The invention relates to the use of proton pump inhibitors in the treatment of non-cardiac chest pain.

Description

    TECHNICAL FIELD
  • The invention relates to medicaments comprising compounds from the class consisting of the acid secretion inhibitors which are to be used for the treatment of non-cardiac chest pain.
    • PRIOR ART
  • A whole series of compounds are known from the prior art which inhibit gastric acid secretion by blocking the proton pump and which have therefore also been designated as proton pump inhibitors (PPI). These compounds are suitable for the treatment of gastric and intestinal disorders and, accordingly, some of them have been approved by health authorities.
    • DESCRIPTION OF THE INVENTION
  • Surprisingly, it has now been found that the proton pump inhibitors, whose original field of use is the treatment of gastric and intestinal disorders, are particularly suitable for the treatment of non-cardiac chest pain.

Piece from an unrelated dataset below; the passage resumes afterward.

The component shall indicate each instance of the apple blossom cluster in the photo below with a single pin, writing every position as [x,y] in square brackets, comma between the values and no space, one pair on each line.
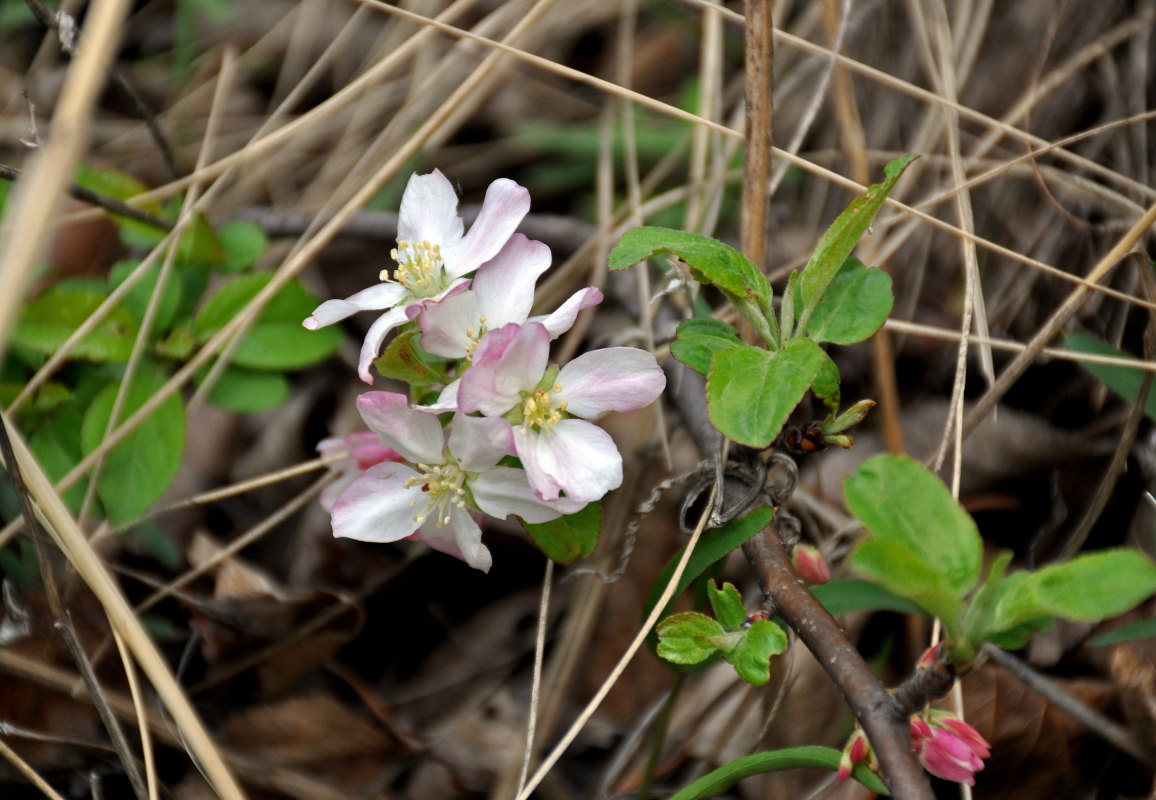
[509,432]
[946,746]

  • The invention thus relates in a first aspect to the use of proton pump inhibitors in the treatment of non-cardiac chest pain.
  • Proton pump inhibitors are designated as those substances which inhibit gastric acid secretion by blocking the proton pump, i.e. substances which bind covalently to the H+/K+-ATPase, the enzyme responsible for gastric acid secretion. These include in particular active compounds having a 2-[(2-pyridinyl)methylsulphinyl]-1H-benzimidazole skeleton or related skeletons, where these skeletons may be substituted in various different ways. The term “proton pump inhibitor” according to the invention comprises not only the active compounds as such, but also their pharmacologically acceptable salts, solvates (in particular hydrates), etc.

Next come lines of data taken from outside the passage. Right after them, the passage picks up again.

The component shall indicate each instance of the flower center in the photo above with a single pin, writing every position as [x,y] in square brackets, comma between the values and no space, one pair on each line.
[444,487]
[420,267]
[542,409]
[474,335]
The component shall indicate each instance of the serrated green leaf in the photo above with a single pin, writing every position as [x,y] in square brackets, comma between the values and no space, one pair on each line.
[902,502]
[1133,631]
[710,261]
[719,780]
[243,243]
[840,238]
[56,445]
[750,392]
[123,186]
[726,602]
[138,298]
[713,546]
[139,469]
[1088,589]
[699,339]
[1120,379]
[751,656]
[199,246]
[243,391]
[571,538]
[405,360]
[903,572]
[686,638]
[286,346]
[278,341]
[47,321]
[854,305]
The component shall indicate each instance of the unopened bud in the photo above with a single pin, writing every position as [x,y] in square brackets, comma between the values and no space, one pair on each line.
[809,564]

  • Examples of proton pump inhibitors which may be mentioned are those described and claimed in the patent applications and patents below: DE-A-3531487, EP-A-0 005 129, EP-A-0 124 495, EP-A-0 166 287, EP-A0 174 726, EP-A-0 184 322, EP-A-0 254 588, EP-A-0 261 478, EP-A-1 268 956, EPA-0 434 999 and WO-A-9523149. Examples which may be mentioned here are the compounds 2-[2-(N-isobutyl-N-methylamino)benzylsulphinyl]benzimidazole (INN: leminoprazole), 2-(4-methoxy-6,7,8,9-tetrahydro-5H-cyclohepta[b]pyridin-9-ylsulphinyl)-1H-benzimidazole (INN: nepaprazole), 2-(4-methoxy-3-methylpyridin-2-ylmethylsulphinyl)5-pyrrol-1-yl-1H-benzimidazole (IY-81149), 5-methoxy-2-[(4-methoxy-3,5-dimethyl-2-pyridinyl)methylsulphinyl]-1H-imidazo[4,5-b]pyridine (tenatoprazole), especially 5-methoxy-2-[(4-methoxy-3,5-dimethyl-2-pyridinyl)methylsulphinyl]-1H-benzlmidazole (INN: omeprazole), 5-methoxy-2-[(S)-[(4-methoxy-3,5-dimethyl-2-pyridinyl)methyl]sulphinyl]-1H-benzmidazole (INN: esomeprazole), 2-[(3-methyl-4-(2,2,2-trifluoroethoxy)-2-pyridinyl)methylsulphinyl]-1H-benzimidazole (INN: lansoprazole) and 2-{[4-(3-methoxypropoxy)-3-methylpyridin-2-yl]-methyl-sulphinyl}-1H-benzimidazole (INN: rabeprazole) and in particular 5-difluoromethoxy-2-[(3,4-dimethoxy-2-pyridinyl)methylsulphinyl]-1H-benzimidazole (INN: pantoprazole) and (-)-5-difluoromethoxy-2-[(3,4-dimethoxy-2-pyridinyl)methylsulphinyl]-1H-benzimidazole [INN: (−)-pantoprazole].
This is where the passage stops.